Speaker Lawrence Denney (R-9) was trying to make progress and thought he had shot before Otter vetoed 25 more bills. Denny says Otter’s not helping:

“He’s setting in concrete the votes that were maybe – I mean, they’re not happy,” Denney said. “Truly yesterday we thought we had a way forward,” he said, involving the removal of the ethanol exemption, raising DMV fees, “and possibly a fuel tax with an economic trigger. We were starting to shop that around when he vetoed those bills – and the talk stopped. I would hope that he wouldn’t veto any more bills, and that we can start talking again.”

Otter has made his governorship around taking an all or nothing approach to transportation-and getting nothing.  Otter could have had $68 million for transportation had he accepted it back in 2008. Now, in the midst of the recession, Otter can’t even get that. He could have, however, had $13.2 million annually from getting rid of the Ethanol exemption, but his Senate allies had to foul up the bill by loading it up with a gas tax increase three times the amount that came closest to passing in the House.

Governor Otter this past week has shown all the diplomacy and tact of a run-away freight train this week. In addition, he has failed to grasp the times in which he’s governing. If there were an Out of Touch magazine, Otter would be the cover boy.

I was there when Bryan Fischer asked the crowd at the Boise Tea Party whether they consented to have their gas taxes increased and the “no” was resounding. The public isn’t in the mood for a tax increase, particularly on the order of what Otter is asking for.

Melissa Clouthier had a piece warning that complacent Republicans had a lot to fear from tea parties in terms of primary challenges. It seems to me that Governor Otter is a prime example. He’s stumbled into a lose-lose situation.

If the legislature raises taxes in opposition to what is the popular will, particularly in the Republican Primary, Butch Otter will almost certainly face a stiff challenge. Even a total unknown could probably get 30% of the vote.

What if Otter fails, the Senate caves into the house and budgets are passed over the Governor’s veto without transportation funding? Simply, put, Butch Otter will be a failed governor. He’s made the focus of his administration: transportation and through his overbearing tactics, he’ll have gotten next to nothing and far less than he could have gotten with a better temperment.

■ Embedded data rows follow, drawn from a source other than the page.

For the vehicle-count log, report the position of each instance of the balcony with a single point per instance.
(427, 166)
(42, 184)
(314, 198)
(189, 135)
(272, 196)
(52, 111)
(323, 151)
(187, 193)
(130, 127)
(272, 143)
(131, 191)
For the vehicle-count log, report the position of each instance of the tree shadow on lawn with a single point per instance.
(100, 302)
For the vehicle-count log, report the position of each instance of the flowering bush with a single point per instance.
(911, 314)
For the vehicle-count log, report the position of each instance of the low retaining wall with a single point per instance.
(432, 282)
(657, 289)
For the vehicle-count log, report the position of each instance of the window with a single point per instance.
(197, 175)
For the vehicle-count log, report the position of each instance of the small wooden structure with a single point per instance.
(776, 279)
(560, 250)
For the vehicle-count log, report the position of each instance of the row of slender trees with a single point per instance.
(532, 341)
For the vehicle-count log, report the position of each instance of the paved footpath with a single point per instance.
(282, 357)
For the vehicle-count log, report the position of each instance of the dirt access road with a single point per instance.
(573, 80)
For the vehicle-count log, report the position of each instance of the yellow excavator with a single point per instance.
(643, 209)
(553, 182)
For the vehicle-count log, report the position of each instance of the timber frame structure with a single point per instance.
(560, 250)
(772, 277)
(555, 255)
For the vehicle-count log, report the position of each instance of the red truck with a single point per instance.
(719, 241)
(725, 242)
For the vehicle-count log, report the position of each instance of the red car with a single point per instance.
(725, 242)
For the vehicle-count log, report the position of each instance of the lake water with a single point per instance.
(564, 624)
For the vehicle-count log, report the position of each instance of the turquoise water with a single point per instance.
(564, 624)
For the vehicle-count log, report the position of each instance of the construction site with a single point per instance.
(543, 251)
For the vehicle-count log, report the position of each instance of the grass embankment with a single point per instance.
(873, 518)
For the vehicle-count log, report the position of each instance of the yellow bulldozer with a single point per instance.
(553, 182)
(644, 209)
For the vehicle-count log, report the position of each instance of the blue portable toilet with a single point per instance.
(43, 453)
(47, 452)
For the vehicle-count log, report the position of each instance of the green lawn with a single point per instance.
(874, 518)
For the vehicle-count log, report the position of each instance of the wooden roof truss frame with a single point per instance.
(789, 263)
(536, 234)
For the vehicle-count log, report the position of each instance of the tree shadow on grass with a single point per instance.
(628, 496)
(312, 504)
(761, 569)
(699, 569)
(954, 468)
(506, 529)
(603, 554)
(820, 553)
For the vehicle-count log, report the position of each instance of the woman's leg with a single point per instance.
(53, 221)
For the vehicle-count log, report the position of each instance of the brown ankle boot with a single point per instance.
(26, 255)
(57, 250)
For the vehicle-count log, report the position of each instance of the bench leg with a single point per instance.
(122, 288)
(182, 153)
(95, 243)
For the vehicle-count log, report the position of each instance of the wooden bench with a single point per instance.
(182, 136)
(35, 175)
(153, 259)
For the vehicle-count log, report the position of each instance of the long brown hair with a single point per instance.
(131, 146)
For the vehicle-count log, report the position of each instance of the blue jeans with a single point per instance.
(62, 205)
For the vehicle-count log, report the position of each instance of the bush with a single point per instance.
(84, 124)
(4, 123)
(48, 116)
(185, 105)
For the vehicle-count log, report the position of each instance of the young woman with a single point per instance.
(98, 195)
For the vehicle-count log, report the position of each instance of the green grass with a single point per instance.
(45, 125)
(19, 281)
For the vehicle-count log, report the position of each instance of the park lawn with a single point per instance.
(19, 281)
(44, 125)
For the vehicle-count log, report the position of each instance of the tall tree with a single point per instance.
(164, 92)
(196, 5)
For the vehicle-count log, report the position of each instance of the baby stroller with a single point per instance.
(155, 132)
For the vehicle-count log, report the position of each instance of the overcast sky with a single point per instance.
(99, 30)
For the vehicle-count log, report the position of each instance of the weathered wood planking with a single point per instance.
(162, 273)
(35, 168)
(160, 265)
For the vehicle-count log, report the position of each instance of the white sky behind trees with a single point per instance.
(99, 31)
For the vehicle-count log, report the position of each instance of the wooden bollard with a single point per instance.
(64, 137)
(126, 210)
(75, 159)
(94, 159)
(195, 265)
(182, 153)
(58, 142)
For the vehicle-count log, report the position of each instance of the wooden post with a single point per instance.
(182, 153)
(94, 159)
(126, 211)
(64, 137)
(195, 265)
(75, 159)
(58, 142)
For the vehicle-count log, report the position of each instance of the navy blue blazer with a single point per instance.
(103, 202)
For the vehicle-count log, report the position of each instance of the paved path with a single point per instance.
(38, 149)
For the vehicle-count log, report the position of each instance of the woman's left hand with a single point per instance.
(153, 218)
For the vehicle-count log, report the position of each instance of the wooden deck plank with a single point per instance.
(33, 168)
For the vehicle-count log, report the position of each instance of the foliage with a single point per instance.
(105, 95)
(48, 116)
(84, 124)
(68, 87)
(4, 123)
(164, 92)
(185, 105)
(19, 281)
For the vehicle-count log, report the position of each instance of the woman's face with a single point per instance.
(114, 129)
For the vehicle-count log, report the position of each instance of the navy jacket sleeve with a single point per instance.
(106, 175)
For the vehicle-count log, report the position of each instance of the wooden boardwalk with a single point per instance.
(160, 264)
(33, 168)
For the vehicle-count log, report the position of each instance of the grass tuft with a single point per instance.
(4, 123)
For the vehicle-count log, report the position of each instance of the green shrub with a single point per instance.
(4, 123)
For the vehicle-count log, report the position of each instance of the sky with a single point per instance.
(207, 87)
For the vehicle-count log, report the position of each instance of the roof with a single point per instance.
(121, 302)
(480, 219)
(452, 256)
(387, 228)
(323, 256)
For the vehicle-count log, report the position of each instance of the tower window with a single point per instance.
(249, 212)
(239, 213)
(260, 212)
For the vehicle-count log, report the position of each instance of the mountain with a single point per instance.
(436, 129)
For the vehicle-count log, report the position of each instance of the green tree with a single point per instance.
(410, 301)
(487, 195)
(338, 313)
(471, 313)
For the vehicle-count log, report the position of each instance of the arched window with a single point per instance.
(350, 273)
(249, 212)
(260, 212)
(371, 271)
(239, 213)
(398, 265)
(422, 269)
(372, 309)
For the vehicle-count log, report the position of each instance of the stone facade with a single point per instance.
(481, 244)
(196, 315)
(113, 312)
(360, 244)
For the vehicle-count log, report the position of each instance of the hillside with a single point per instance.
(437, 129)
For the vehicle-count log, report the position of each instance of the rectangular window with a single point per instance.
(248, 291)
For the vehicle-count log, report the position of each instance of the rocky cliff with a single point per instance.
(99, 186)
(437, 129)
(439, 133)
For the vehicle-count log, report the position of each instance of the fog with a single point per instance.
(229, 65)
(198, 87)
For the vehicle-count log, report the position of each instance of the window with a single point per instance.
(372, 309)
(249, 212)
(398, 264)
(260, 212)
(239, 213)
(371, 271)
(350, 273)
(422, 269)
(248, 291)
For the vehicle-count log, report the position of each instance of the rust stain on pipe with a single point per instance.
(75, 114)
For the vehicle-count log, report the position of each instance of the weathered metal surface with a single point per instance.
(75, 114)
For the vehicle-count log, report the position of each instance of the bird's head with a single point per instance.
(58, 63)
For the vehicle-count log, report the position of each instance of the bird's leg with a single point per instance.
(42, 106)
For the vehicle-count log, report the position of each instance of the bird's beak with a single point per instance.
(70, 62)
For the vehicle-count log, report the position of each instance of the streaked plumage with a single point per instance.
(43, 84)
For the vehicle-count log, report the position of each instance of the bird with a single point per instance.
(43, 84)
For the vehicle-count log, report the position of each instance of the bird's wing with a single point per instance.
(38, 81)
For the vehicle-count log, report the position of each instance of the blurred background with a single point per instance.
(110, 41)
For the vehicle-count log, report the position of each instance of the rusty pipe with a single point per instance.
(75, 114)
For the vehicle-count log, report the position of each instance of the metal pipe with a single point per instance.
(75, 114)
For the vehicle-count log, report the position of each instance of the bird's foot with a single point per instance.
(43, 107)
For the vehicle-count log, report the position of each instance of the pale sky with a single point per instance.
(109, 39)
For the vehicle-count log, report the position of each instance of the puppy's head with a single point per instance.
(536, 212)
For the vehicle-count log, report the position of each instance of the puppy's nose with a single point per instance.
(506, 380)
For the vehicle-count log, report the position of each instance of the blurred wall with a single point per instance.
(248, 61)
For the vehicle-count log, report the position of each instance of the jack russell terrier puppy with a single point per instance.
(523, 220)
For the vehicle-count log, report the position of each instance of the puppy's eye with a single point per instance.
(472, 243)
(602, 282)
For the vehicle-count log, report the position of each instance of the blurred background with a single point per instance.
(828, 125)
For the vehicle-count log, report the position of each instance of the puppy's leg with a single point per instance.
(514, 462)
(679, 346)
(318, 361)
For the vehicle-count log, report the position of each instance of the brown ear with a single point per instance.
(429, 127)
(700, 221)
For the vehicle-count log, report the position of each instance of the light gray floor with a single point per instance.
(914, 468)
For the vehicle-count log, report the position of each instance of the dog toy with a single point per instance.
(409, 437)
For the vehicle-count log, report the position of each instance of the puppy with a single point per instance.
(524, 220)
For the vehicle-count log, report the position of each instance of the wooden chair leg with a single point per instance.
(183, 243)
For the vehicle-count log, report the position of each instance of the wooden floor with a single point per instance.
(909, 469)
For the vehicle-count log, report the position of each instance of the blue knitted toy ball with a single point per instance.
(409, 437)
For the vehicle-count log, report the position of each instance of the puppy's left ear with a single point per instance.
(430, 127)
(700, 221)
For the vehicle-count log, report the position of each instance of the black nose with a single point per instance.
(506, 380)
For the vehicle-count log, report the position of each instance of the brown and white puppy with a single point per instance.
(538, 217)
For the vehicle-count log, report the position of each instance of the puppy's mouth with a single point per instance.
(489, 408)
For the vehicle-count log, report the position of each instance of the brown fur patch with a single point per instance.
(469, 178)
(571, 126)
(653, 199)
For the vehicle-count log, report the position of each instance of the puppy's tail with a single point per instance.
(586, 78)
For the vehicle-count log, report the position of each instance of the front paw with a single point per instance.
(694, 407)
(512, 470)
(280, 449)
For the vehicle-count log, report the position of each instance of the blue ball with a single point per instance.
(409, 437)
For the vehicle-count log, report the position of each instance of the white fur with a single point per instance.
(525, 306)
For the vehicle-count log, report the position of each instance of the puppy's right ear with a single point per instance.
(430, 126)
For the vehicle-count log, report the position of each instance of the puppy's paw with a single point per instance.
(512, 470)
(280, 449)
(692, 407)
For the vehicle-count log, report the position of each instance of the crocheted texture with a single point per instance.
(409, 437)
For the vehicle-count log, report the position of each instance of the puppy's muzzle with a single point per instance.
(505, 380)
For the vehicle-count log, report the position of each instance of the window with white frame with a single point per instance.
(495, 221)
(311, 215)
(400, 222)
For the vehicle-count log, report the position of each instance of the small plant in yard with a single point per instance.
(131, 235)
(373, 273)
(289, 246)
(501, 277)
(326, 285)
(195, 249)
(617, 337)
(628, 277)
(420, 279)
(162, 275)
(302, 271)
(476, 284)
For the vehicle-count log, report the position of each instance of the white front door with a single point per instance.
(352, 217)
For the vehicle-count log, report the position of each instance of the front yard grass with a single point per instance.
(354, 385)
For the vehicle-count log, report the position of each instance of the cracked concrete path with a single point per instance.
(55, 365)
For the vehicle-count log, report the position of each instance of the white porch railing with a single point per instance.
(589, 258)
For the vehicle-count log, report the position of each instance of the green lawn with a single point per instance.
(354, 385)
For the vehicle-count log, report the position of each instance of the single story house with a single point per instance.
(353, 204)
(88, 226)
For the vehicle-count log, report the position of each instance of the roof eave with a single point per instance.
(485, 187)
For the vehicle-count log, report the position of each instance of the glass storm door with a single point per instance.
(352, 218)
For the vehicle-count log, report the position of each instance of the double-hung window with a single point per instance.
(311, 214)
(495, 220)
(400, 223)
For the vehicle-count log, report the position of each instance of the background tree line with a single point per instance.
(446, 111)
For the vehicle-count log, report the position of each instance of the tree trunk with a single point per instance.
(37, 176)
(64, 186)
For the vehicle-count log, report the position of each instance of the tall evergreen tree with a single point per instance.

Democrats have an opportunity in 2010 if they could find a good candidate, but they really don’t have anybody.  When they run the relic like Larry LaRocco in two consecutive elections, you know there’s just not much on the old bench.  A quick inventory of Democrats shows they have state legislators, most of which could not be elected outside of their own districts or who are too moderate (Mary Lou Shepherd, Branden Durst) to gain the favor of the Sun Valley-North End Democratic establishment. There’s Mayor Dave Bieter who really has no future outside of the City of Boise, and then Democrats are left with a few rural county commissioners and local officeholders scattered throughout the state, and not a whole lot else.

So, Otter’s governship will be tested in the Republican Primary. It’ll be close, and if Closed Primaries carry the day prior to the 2010 Primaries, Butch Otter will see his public career go down in inglorious defeat.


One Response to “Governorship in the Balance”

  1. Vanderbilt said

    You’re forgetting Roger Chase. Mayor of Pocatello. Democrat.